Asda age verification trials

Source: Asda

Shoppers who don’t wish to use the system can opt to show ID to a member of staff instead

Asda has revealed details of a trial of automating age checks for alcohol purchases, using self-checkout cameras and ‘age estimation software’ to determine whether a shopper looks over 25.

From this week, customers can take advantage of the technology to speed up alcohol purchases in Asda’s Pudsey and Stevenage stores, the supermarket said.

Asda is one of five major supermarkets taking part in Home Office trials of ‘digital age verification technology’, the others being Tesco, Morrisons, Aldi and Co-op, as reported by The Grocer last week.

Asda’s trial uses ‘facial age estimation’ software provided by Yoti to assess whether a customer looks over 25 before deleting the image. If the software decides they look under 25, they can prove their age via the Yoti ID app, which requires scanning a government-approved form of ID. Alternatively they can use the Post Office EasyID app.

Shoppers can also opt to show physical ID to a member of staff.

Digital age verification pilots are also underway at other supermarkets in the Home Office trial. Co-op has been piloting the technology since November at a staff branch in its head office In Manchester, and Aldi is understood to be testing it on a self-checkout at a Cambridge store. Morrisons is due to conduct trials in three stores in Yorkshire from this month. Tesco has not revealed details of its trials.

The pilots are the result of a ‘regulatory sandbox’, according to the Home Office. Regulatory sandboxes enable businesses to test new approaches in real-world situations without some of the usual rules applying. They are funded by private enterprises and as such tend to attract ideas that could result in a return on investment.

The Home Office sees potential in the technology to allow people to establish their age without presenting physical ID, as required under existing licensing laws. It intends the trials to be “small-scale”, agreed with local authorities and police, and to run until the end of May this year.

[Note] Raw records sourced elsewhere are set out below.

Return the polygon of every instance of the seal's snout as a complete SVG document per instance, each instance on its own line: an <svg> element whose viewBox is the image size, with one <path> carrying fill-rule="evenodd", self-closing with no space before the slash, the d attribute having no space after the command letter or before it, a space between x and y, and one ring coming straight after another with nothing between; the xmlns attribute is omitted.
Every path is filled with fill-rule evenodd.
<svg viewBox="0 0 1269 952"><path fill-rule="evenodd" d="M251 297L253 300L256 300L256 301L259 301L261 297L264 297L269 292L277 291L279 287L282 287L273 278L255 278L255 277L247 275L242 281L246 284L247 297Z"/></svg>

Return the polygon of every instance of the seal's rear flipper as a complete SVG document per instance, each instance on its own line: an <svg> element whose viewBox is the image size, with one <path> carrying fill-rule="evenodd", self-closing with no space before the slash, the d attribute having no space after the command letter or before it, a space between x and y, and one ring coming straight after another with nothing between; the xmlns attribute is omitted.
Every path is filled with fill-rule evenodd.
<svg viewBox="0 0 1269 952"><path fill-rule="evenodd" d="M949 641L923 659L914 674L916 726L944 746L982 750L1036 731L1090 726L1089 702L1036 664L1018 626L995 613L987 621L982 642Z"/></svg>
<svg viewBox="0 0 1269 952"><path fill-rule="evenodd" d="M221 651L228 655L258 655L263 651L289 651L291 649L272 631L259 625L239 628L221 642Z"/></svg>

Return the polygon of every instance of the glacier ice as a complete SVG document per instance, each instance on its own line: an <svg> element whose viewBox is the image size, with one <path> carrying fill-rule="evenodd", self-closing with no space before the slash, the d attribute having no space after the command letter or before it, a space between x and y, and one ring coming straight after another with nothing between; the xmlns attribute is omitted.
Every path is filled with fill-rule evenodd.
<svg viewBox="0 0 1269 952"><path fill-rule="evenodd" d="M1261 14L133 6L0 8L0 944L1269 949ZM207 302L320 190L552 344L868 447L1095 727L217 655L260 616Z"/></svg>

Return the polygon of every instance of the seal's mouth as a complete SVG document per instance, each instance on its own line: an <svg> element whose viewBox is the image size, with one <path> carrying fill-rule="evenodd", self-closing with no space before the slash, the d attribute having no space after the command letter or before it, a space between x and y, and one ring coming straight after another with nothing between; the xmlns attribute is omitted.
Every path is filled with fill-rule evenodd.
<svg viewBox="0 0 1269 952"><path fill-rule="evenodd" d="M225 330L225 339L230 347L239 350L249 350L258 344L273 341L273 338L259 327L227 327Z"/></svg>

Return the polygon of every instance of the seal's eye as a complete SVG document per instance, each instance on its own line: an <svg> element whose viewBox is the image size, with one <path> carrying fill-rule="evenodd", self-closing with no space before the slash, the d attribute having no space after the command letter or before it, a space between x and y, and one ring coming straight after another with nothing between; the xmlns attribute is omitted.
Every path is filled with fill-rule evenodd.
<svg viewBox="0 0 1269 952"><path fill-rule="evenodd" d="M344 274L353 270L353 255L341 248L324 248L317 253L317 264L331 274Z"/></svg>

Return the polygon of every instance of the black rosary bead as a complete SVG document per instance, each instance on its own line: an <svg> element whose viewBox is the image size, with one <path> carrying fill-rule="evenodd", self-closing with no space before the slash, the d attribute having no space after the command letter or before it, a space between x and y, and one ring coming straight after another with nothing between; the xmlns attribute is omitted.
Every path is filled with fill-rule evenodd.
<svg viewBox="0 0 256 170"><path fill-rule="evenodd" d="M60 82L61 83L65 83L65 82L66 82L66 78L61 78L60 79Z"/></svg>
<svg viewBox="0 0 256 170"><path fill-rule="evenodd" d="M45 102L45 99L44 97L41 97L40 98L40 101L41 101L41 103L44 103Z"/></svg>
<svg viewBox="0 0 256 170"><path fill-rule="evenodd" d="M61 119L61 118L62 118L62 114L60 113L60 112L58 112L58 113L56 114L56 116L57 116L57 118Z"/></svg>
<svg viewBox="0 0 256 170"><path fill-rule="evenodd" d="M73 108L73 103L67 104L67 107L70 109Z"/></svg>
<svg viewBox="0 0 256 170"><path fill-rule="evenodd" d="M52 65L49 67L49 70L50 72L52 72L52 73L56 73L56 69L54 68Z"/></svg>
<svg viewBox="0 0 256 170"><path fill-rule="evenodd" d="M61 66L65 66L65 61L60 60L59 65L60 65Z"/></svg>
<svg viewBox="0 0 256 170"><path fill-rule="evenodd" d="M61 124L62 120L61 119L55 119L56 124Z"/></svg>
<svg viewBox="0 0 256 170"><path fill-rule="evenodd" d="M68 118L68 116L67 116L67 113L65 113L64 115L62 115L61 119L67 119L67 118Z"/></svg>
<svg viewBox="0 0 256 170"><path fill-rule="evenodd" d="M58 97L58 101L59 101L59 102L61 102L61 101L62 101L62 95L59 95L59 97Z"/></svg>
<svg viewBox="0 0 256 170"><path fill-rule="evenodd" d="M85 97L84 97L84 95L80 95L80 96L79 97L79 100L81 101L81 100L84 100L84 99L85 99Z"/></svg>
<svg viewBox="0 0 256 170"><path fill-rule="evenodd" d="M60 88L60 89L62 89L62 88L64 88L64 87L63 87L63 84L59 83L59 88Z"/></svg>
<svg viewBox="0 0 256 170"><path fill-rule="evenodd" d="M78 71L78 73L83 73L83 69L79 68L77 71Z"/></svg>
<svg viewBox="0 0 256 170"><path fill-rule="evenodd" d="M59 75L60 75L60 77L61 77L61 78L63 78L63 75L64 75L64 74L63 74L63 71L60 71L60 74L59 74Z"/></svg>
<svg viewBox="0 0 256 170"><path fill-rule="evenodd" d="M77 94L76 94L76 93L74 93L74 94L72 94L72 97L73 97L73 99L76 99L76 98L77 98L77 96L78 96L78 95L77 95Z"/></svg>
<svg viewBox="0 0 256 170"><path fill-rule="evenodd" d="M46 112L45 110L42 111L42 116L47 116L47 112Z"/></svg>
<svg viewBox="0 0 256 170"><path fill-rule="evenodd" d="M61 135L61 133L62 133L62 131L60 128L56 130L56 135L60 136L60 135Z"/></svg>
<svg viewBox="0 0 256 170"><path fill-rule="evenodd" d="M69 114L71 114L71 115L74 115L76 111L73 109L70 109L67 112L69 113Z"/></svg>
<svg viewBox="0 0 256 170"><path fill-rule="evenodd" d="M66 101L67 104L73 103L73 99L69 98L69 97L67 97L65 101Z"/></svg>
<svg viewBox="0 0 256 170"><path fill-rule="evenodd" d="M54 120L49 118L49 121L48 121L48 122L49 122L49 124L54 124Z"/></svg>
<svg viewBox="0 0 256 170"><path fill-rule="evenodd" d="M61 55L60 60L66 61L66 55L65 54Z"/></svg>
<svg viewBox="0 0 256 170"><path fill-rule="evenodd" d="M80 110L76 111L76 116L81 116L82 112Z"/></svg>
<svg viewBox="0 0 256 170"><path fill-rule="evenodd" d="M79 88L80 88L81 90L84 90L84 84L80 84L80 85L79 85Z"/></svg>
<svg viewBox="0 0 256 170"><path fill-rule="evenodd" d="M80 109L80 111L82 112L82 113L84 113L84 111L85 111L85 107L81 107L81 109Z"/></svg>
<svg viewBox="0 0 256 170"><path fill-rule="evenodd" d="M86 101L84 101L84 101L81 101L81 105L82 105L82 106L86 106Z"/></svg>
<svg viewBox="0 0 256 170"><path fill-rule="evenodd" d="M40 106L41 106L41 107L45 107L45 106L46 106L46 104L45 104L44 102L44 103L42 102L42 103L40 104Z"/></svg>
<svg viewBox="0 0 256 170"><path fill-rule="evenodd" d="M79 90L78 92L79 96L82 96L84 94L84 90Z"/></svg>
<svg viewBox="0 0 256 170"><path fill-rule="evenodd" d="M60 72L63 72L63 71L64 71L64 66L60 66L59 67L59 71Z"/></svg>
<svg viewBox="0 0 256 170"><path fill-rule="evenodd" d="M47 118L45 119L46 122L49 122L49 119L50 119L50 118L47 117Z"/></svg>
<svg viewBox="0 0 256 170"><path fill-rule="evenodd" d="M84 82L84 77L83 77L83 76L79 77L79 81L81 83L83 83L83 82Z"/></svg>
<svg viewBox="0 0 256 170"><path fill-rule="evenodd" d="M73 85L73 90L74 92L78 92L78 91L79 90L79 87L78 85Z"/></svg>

Geri Hebberd, Asda senior director of retail innovation, said: “We know how time-pressed some of our customers are, so we always want to make things quicker and easier for them when they shop with us.”

Asda was “looking forward to seeing what our customers think of the trial”, Hebberd said, adding: “The use of this software will enable colleagues to focus on serving customers and make sure they have an excellent experience whilst in store.”